- Enterprise users will have to wait until after the proposed $US25 billion merger of Hewlett-Packard and Compaq is finalised next year to get details on product rationalisation and integration plans, according to the CEOs of both companies.
Responding to questions about the surprise merger announcement by the two companies late yesterday, HP CEO Carly Fiorina and Compaq CEO Michael Capellas said that the merger would result in product lines getting dropped because of overlap.
Specifics about where those cuts will take place, though, will only come later, after a careful and thorough evaluation, Fiorina said.
"It is one thing to rationalise product lines on paper and another thing to build transition lines" and migration plans that protect customer investments, Fiorina said.

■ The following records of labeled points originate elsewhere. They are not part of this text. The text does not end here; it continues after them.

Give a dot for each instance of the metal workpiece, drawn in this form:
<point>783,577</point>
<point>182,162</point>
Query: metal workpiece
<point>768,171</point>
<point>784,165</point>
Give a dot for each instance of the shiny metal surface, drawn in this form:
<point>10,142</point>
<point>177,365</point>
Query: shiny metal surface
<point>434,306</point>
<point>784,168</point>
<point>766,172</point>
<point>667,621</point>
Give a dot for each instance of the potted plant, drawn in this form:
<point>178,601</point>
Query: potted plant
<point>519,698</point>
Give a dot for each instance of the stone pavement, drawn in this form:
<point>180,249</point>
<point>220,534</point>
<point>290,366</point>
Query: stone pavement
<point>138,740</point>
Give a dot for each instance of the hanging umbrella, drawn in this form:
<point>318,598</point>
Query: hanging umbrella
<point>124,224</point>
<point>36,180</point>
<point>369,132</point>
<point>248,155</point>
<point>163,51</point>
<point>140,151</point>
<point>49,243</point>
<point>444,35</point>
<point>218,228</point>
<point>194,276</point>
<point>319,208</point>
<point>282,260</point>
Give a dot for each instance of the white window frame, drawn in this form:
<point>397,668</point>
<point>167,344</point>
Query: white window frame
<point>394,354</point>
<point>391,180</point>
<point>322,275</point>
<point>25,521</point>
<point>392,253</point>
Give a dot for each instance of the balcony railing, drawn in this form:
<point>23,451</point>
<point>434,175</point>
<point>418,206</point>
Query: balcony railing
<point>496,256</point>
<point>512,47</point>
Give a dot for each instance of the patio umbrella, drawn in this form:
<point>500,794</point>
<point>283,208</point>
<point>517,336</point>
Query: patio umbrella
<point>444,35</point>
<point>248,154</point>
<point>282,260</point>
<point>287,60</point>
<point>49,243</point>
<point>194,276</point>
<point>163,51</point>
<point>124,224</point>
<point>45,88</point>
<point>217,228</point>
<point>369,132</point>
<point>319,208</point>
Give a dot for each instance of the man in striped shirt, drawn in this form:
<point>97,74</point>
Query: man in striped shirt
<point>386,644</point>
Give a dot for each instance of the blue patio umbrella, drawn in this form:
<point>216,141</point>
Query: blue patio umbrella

There already is a clear understanding of what products are likely to remain and what will be dropped, Fiorina said. But "one of the reasons why we will not be making broad announcements [relating to product changes] is because we need to have transition plans in place," she said.
Both CEOs also warned investors not to expect any revenue gains from the newly merged company in the near term. "It is not our intention to lose momentum," Fiorina said.
Nonetheless, the companies said they expect a slight revenue decline in their combined sales for 2002 and 2003. HP's chief financial officer, Robert Wayman, predicted the decline would be less than 5% each year.
The greatest opportunity for synergy between the two companies will be at the high end, where server and storage products from both companies complement each other nicely, Capellas said.
But the merged entity, to be based in Palo Alto, California, will have its work cut out in the PC market and the low-end, he said.
Fiorina said PCs would remain an important part of the new company's business. But the new company will have to face an important issue: how to merge their two different PC divisions.
While HP outsources all of its manufacturing, Compaq has been more focused on a build-to-order manufacturing model. At the news conference, the companies said they will use the HP model.
Company officials said the merger will also mean about 15,000 job cuts. Currently, the two companies have a combined total of about 149,000 employees. After the merger, that figure will be around 135,000 Capellas said.
Users, who heard of the planned merger today, were uncertain what to make of it.
William Shreve, a systems manager at Provident Bank in Cincinnati, said the merger probably won't have any negative effects on the regional bank, which exclusively uses about 3000 HP desktops and about 200 Compaq servers.
"I don't think we'll have any problems," he said. "I think it probably can be good. Both companies are struggling."
But Glenn Knott, the information systems manager at Graham Hospital in Canton, Illinois, said the hospital was affected previously by the merger of Compaq and the former Digital Equipment Co. The hospital still uses several DEC Alpha servers, but was recently told by Compaq that support for the servers would be available for only another couple of years, leaving users a bit worried, he said.
This latest deal could have its own impacts, Knott said. "I'm not sure how this will affect us right now," he said. "I'm kind of uneasy. I guess we'll have to wait and see."
Talks between the two companies began 18 months ago, picking up speed as time progressed and officials at both companies became convinced of the success of a merger.
Asked about any antitrust issues brought on by the merger, Fiorina said officials have been looking into those issues for weeks. She said the companies would cooperate with an expected antitrust probe by the European Union.
"We intend to be very cooperative with the EU," she said. "We intend to make sure this [merger] is pro-competition and pro-customer." Fiorina said the companies have not yet had any discussions with regulators, either in Europe or the US.
"Until we have full regulatory approval [both companies] must continue to compete as competitors in the marketplace," Fiorina said.
According to IDC in Framingham, Massachusetts, Dell had 13.1% of the global PC market in the second quarter of 2001. Compaq was number two with 12.1%, followed by IBM with 7.2% and HP with 6.9%. The merger would make this the largest PC company in worldwide market share in terms of number of units shipped.